Deelvragen zijn naast een theoretische verkenning van de
onderzoeksvraag: waarom en hoe praktiseren scholen het
filosoferen met kinderen? Wat gebeurt er tijdens het
filosoferen met kinderen? Welke leerresultaten heeft het
filosoferen met kinderen? Welke invloed heeft het
filosoferen - in de zin van democratische omgangsvormen – op
het handelen van kinderen en leraren in de school? Het
onderzoek heeft plaatsgevonden in vier basisscholen waar
gefilosofeerd wordt aan de hand van Filosoferen doe je zo.
De democratische vaardigheden en attituden die we
onderzoeken zijn de ontwikkeling van het denk- en
oordeelsvermogen, het vermogen en de bereidheid tot dialoog,
en het kunnen en willen omgaan met verschillen.

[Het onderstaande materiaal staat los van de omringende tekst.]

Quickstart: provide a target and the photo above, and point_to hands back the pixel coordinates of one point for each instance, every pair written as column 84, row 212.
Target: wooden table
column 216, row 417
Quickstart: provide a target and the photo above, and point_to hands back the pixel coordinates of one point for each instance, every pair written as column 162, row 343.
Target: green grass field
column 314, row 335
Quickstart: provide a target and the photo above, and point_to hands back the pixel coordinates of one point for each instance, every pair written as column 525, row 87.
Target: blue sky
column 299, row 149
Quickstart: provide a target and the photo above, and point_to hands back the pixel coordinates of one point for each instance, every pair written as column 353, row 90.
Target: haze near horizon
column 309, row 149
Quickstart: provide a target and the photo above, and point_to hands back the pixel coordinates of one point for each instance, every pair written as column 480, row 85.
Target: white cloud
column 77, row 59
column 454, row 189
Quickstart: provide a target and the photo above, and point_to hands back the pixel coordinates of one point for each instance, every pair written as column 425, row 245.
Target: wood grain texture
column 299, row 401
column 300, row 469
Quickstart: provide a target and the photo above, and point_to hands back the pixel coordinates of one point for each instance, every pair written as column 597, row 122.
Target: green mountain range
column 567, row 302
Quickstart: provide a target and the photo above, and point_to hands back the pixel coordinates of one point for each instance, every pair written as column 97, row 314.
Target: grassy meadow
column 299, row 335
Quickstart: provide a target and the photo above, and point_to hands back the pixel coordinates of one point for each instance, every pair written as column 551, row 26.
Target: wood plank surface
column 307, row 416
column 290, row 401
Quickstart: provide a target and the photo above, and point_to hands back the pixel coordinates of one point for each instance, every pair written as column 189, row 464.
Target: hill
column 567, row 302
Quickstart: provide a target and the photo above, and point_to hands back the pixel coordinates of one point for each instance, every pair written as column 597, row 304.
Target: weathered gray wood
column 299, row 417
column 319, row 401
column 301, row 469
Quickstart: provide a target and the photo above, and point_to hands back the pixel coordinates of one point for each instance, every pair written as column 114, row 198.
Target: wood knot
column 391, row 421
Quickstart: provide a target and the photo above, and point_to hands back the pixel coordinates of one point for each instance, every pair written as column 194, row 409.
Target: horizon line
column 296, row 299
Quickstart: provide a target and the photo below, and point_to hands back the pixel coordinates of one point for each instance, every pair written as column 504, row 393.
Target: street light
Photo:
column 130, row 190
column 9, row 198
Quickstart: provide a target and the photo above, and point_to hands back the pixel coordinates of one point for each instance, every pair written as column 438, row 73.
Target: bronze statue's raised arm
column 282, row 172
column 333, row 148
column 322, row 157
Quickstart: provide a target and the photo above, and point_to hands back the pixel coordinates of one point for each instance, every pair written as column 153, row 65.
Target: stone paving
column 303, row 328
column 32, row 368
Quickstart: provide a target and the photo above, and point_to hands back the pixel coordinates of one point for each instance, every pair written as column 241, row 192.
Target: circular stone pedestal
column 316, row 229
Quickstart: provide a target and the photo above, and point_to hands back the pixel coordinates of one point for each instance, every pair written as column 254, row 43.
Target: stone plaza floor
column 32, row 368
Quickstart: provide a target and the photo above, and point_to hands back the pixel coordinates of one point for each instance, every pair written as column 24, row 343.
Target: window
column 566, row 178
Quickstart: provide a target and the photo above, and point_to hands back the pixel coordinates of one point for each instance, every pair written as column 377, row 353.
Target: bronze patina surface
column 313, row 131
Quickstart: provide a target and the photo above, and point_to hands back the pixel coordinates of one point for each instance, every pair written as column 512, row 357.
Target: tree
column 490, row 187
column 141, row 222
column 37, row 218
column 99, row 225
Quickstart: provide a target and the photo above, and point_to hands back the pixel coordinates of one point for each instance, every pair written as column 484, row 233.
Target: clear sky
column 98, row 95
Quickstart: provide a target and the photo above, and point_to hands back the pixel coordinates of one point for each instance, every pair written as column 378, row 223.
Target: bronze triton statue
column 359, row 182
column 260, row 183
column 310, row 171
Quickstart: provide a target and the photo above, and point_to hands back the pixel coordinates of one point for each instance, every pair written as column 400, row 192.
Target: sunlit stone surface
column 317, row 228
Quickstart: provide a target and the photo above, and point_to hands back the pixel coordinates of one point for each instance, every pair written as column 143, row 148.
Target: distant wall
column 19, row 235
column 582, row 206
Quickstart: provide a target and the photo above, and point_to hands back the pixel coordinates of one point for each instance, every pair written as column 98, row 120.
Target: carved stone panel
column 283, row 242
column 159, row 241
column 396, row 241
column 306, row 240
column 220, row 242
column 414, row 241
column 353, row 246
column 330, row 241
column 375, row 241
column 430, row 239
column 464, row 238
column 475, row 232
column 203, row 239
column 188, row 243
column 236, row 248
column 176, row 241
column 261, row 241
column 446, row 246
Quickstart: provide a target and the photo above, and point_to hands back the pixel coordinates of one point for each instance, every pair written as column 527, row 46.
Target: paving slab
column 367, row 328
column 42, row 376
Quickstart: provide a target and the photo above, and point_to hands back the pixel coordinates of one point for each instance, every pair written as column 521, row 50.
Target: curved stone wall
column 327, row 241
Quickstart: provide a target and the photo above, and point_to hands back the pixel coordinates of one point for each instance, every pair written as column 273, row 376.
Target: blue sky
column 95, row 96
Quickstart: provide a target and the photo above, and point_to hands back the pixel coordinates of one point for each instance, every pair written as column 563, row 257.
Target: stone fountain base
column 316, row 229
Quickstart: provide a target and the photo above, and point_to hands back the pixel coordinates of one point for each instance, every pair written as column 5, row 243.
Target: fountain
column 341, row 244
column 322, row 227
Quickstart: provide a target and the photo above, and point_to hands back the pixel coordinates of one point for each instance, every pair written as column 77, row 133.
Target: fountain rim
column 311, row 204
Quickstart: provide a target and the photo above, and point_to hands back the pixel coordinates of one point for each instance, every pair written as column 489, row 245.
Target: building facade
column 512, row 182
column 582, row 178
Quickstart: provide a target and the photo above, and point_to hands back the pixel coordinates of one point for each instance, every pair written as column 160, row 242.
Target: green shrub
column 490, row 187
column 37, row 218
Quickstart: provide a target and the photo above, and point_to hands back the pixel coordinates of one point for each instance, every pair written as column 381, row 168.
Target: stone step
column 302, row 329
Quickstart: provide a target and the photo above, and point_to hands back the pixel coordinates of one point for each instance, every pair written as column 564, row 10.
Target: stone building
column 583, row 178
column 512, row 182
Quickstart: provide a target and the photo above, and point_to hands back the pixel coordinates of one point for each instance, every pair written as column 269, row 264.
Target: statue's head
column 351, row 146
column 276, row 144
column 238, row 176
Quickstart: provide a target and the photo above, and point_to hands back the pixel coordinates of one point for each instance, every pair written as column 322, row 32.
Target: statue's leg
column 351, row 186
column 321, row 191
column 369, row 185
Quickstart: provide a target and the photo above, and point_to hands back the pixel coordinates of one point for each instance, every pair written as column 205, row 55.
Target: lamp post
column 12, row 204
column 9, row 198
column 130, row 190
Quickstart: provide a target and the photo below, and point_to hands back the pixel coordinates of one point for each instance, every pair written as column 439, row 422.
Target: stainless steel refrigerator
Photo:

Om hierin inzicht te krijgen
hebben we in het onderzoek het model van niveaus van het
curriculum gehanteerd, zoals door Goodlad en in Nederland
door Van den Akker is ontwikkeld (Van den Akker, 2003;
Goodlad, 1979; Thijs & Van den Akker, 2009). Zij gaan ervan
uit dat een curriculum op zes niveaus geanalyseerd kan
worden:
1. Het ideële curriculum: de
algemene doelstellingen van een programma.

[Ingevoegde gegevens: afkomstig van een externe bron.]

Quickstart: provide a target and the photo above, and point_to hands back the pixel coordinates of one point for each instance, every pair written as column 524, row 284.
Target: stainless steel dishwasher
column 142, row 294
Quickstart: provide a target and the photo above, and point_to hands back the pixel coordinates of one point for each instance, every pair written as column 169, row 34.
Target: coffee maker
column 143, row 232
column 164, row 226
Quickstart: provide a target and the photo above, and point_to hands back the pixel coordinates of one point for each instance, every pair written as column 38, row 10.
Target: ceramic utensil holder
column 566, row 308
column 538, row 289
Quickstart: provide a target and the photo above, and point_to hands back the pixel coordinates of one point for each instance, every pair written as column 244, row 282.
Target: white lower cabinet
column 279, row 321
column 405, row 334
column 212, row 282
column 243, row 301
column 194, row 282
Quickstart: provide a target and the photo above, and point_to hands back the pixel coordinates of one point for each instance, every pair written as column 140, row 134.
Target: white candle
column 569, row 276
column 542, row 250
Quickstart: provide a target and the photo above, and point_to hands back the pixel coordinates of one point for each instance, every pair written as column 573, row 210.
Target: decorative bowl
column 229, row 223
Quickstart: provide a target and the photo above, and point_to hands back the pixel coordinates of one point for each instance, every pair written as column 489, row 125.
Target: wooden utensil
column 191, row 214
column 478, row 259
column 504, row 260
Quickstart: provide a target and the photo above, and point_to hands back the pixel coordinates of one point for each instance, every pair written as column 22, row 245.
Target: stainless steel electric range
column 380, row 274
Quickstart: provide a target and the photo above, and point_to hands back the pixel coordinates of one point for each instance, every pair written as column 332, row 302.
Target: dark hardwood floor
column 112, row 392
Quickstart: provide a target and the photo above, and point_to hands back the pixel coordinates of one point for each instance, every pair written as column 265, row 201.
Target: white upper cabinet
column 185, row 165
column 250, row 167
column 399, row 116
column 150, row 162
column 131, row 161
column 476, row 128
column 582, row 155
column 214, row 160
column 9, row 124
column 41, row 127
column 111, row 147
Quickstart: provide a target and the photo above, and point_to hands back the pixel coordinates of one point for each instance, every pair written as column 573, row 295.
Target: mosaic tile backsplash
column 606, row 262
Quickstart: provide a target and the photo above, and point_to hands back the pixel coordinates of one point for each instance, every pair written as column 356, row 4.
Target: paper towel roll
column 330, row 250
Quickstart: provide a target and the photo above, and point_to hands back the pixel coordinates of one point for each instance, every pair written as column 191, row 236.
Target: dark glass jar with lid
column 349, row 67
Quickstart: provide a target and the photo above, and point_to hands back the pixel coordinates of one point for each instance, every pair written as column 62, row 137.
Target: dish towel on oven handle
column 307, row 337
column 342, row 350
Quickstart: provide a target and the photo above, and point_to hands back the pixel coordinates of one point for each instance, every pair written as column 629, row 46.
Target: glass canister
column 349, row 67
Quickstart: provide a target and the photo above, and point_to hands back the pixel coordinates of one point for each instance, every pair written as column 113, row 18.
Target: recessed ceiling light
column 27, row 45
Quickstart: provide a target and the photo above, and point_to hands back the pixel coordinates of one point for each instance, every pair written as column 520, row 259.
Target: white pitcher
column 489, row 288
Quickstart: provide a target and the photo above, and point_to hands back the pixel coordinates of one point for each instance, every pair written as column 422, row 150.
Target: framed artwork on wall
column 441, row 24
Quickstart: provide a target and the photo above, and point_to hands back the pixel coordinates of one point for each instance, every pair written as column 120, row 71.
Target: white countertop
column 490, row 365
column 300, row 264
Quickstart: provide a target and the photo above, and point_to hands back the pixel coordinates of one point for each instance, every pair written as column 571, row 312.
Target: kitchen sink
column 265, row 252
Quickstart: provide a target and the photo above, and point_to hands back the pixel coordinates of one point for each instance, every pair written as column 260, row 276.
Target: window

In dit niveau onderzoeken we de
uitgangspunten, kenmerken, doelen en de methodiek van het
filosoferen met kinderen, zoals die door het Centrum voor
Kinderfilosofie in Nederland zijn ontwikkeld, en de ideeën
over democratie en democratische vorming die leidend zijn
voor het curriculum. Hiertoe hebben we vooral documenten
geanalyseerd van het Centrum voor Kinderfilosofie.
Uitgangspunten en visie van het Centrum, de geformuleerde
doelen en de voorgestane methodiek zijn de belangrijkste
thema’s in de analyse.
2. Het formele curriculum: het
curriculum uitgewerkt in concrete doelen en materialen.

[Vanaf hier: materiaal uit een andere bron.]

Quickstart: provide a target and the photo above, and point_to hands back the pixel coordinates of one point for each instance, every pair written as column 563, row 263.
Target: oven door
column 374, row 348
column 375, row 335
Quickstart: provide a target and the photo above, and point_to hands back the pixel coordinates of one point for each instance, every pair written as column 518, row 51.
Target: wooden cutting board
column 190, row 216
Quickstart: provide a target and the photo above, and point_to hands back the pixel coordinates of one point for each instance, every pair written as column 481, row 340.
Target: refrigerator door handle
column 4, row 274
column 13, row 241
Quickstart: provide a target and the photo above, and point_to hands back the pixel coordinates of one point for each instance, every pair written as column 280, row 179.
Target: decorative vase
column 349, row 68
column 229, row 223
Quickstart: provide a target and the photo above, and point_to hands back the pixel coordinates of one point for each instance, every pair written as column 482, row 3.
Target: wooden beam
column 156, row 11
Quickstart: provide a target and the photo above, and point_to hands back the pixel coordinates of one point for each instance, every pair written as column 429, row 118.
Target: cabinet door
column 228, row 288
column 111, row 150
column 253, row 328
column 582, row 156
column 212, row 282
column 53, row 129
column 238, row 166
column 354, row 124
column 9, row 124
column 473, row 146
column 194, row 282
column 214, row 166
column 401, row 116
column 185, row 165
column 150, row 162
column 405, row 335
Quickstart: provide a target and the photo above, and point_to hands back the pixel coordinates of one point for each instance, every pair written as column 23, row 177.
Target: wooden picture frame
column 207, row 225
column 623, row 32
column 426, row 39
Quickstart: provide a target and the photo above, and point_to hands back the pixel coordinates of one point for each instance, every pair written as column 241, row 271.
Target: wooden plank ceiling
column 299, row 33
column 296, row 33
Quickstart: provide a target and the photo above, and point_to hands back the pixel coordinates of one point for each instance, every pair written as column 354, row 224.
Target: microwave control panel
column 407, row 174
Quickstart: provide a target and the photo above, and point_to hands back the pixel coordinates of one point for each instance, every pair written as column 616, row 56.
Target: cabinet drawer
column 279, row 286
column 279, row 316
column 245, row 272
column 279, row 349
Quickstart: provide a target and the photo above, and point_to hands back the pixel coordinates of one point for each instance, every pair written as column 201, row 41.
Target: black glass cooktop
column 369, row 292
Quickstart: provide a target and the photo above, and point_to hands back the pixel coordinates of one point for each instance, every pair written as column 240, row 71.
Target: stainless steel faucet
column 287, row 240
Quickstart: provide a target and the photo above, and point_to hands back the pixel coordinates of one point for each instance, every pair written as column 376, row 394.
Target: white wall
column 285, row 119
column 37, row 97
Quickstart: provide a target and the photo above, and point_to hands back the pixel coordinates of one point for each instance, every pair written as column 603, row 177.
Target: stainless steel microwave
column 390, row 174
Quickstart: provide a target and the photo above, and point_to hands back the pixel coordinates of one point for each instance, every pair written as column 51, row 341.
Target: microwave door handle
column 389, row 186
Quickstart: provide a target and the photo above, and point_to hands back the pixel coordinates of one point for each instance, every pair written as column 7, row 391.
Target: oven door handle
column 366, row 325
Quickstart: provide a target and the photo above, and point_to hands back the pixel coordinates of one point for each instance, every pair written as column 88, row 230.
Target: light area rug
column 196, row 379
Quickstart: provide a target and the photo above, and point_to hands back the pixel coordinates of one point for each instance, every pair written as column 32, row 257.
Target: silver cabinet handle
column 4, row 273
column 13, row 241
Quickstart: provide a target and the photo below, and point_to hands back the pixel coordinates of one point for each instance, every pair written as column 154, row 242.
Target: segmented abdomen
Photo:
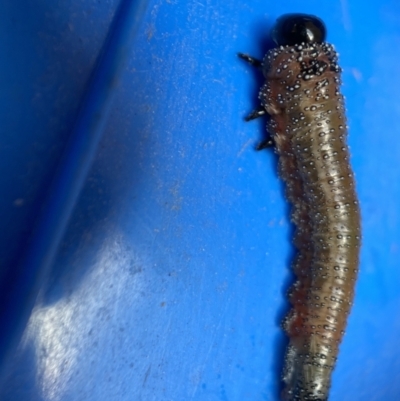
column 302, row 96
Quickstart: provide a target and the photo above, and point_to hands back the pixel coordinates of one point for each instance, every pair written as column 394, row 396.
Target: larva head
column 295, row 29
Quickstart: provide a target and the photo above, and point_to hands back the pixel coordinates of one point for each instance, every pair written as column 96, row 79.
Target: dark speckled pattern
column 308, row 126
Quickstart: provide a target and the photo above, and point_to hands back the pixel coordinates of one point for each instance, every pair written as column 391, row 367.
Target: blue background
column 170, row 281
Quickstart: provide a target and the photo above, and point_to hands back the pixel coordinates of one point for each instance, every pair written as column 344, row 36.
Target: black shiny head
column 294, row 29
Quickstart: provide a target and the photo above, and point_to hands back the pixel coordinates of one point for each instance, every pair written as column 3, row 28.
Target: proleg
column 308, row 129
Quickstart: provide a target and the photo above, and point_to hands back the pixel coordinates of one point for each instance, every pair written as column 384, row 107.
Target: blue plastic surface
column 170, row 281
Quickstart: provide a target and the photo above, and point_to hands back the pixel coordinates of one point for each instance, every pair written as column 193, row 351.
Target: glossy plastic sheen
column 308, row 126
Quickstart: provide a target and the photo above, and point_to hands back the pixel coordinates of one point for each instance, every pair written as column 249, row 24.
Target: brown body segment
column 308, row 126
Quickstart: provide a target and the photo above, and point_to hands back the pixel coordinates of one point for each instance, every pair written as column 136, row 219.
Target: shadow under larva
column 307, row 129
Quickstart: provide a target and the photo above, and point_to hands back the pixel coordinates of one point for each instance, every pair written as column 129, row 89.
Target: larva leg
column 256, row 114
column 251, row 60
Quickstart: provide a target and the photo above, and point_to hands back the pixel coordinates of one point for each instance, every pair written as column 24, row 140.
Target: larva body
column 308, row 127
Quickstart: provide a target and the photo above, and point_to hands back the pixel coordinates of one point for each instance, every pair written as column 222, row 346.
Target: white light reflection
column 63, row 332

In dit niveau gaat het om een
analyse van Filosoferen doe je zo. We hebben ons met
name gericht op een analyse van uitgangspunten, doelen en
methodiek, zoals beschreven in de handleidingen.
3. Het geïnterpreteerde
curriculum: de interpretatie die de leraar maakt van het
programma.
Hier onderzoeken we de ideeën en
interpretaties van leraren ten aanzien van de theorie over
het filosoferen met kinderen, het materiaal (Filosoferen
doe je zo) en hun eerdere ervaringen met de praktijk
ervan. In de vier onderzoekscholen hebben we de
schoolleiders geïnterviewd, en zestien leraren die het
programma uitvoeren. In het onderzoek zijn alle
leeftijdsgroepen in het basisonderwijs betrokken. Alle
leraren van de betrokken scholen hebben een vragenlijst
gekregen over de betekenis die zij hechten aan het
filosoferen met kinderen.
4. Het
geoperationaliseerde curriculum: het daadwerkelijk
uitgevoerde curriculum.
In dit niveau onderzoeken we de
praktijk van het filosoferen met kinderen. Daarbij richten
we ons op wat zich tijdens de filosofische
onderzoeksgesprekken in de school voordoet. Zestien
gesprekken in verschillende leeftijdsgroepen zijn
geregistreerd, en verbatim uitgewerkt. In de analyse van het
handelen van de leraar hebben we vooral gekeken naar de aard
en de mate waarin leraren de dialoog en het filosofisch
onderzoek bevorderen. Voor de analyse van het handelen van
de kinderen hebben we gebruik gemaakt van een typologie die
ontleend is aan het werk van de Canadese onderwijsfilosoof
Marie-France Daniel (2008). Daarbij gaat het om vragen als:
hoe argumenteren kinderen? Worden uitlatingen en argumenten
bevraagd en onderzocht? Is er sprake van onderlinge
samenhang tussen de bijdragen van kinderen? Zoeken ze samen
naar betekenis in de onderzochte kwestie?
5. Het ervaren
curriculum: het door de kinderen ervaren curriculum.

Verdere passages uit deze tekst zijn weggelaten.